Piaccia o non piaccia, che sia “figlia del Nazareno” o meno, la nomina di Monica Maggioni alla presidenza Rai è stata obbligatoria. Nel CdA c’è una sola donna contro 6 uomini, e ciò in aperta violazione di una legge dello Stato, la Golfo-Mosca, che parla di almeno un terzo delle nomine riservate a uno dei due sessi. Ovvero alle donne. In verità anche la nomina di una presidente non risolve il problema: il nuovo cda Rai resta fuorilegge, e se qualcuna avesse voglia di andare fino in fondo quasi certamente le sarebbe data ragione.

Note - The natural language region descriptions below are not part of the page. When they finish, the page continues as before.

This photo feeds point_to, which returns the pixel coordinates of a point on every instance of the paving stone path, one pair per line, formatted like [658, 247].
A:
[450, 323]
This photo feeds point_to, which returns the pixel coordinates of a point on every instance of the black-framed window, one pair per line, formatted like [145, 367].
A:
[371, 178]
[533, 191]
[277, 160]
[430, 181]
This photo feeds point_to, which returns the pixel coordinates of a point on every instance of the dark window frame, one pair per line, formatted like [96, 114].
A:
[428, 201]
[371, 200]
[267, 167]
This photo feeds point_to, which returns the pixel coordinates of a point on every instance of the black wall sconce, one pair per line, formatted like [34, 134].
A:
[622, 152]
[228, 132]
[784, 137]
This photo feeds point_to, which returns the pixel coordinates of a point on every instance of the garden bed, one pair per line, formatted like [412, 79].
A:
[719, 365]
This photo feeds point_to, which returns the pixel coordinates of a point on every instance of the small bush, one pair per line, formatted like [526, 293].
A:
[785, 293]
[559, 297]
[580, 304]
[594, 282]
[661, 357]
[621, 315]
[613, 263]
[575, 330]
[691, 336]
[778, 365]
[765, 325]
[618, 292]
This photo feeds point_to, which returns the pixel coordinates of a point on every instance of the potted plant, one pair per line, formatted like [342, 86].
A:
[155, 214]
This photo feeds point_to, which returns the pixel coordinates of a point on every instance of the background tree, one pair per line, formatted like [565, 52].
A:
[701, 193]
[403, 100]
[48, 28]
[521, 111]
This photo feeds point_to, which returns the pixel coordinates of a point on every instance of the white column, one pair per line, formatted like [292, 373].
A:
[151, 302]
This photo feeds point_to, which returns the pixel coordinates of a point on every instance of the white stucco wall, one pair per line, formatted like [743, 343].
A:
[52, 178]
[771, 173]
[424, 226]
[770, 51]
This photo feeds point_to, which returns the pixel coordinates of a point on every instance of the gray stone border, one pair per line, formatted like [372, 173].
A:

La stessa Lella Golfo, una delle due madri della legge, pur festeggiando Maggioni commenta come segue: “Dopo un CdA con una sola donna su sette membri, la nomina di Monica Maggioni è una bella boccata d’ossigeno. Ora auspichiamo che anche i due membri restanti del Consiglio di Amministrazione siano donne. Nel 2012 la Rai anticipò le previsioni della mia legge sulle quote di genere, un passo indietro adesso sarebbe grave e inspiegabile”.

Ma il fatto importante è questo: qualcuna oggi avrebbe voglia di andare fino in fondo? di ingaggiare una lotta per far rispettare la legge?

Molte e molti fanno l’elenco delle ministre, delle parlamentari, delle sindache, delle presidenti, delle ad, delle consigliere di amministrazione che abbiamo (finalmente) visto in opera negli ultimi mesi o anche anni. Il loro essere donna ha cambiato qualcosa? si sono viste significative differenze, nello stile e nelle agende? abbiamo percepito, nelle nostre vite, che le cose vanno meglio?

Francamente no: ne abbiamo parlato tanto. E va attentamente considerato il fatto che siamo davvero in poche a porci il problema del CdA Rai. Abbiamo visto troppe cooptate, troppe segnaposto, troppe amiche e parenti messe lì in-nome-di. In qualche raro caso anche in nome delle donne, e ne abbiamo perso subito le tracce.

L’obiettivo del 50/50 va perciò abbandonato? Credo di no, perché rapidamente e inerzialmente ritorneremmo al 90/10, se andasse bene (meglio allora un lampante 100/0, ma sono astuti, non ce lo daranno mai!). Credo che si debba essere consapevoli del fatto che le azioni positive sono uno strumento grossolano, un grimaldello, un rimedio d’emergenza. E che il lavoro da fare è ben altro. Ma un passo indietro non agevolerebbe. Togliere le castagne dal fuoco ai nostri campioni della questione maschile non avrebbe senso. Tornare a rivedere il for men only (o, in molte situazioni, continuare a subirlo) potrebbe solo indebolirci.

Propongo quindi una tenuta critica sull’obiettivo della pari rappresentanza senza smettere di domandarci come fare funzionare ciò che non funziona, e in particolare come riuscire a fare agire la differenza femminile là dove, significativamente, non è prevista.